Anyway, great work once again, I look forward to reading more.
The Deep-Lying Playmaker/Advanced Playmaker Partnership
The playmaker is one of the most vital roles in every team, every successful team has one, and teams who don't will struggle greatly in goal scoring. There are two main types of playmaker, one is the deep-lying, holding regista (e.g. Pirlo pictured above) who plays long through balls from deep or keeps it simple to maintain possession. The other is a more attacking player in the form of an advanced playmaker who makes runs forward to support the attack and looks to receive the ball already in an attacking position, usually in between the lines of defence and midfield. The flaw in this however is that the opposition can simply play a player who's job is to mark the playmaker, effectively lessening his influence by stopping him from receiving passes.

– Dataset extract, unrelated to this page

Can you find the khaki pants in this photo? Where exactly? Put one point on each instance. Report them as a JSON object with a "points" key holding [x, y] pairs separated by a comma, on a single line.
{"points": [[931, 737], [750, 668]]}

A Combination to Fix the Problem
By playing both roles together, it not only gives your midfield double the amount of creativity, but it also means that the opposition would have to sacrifice 2 players to mark them, and since that is too big of a risk, they won't do it and therefore one playmaker will always be available. Even if they do choose to mark both players, that will mean that the rest of the team will find it easier to get into space so it's a lose-lose situation for them.
In my system, the advanced playmaker is more of a 'box to box playmaker'. He will look to get into attacking positions as often as possible, and make late runs into the box but when we lose possession, he quickly hurries back to the midfield to help out.
On the other hand the deep-lying playmaker stays deep and rarely, if ever, moves into attacking position. This allows him to dictate play and send through balls to the attackers ahead of him.
Because of how they're both set up, when defending the team creates a 4-3-3 formation, but when in possession of the ball, the box to box midfielder joins the attack to create a 4-2-3-1 system.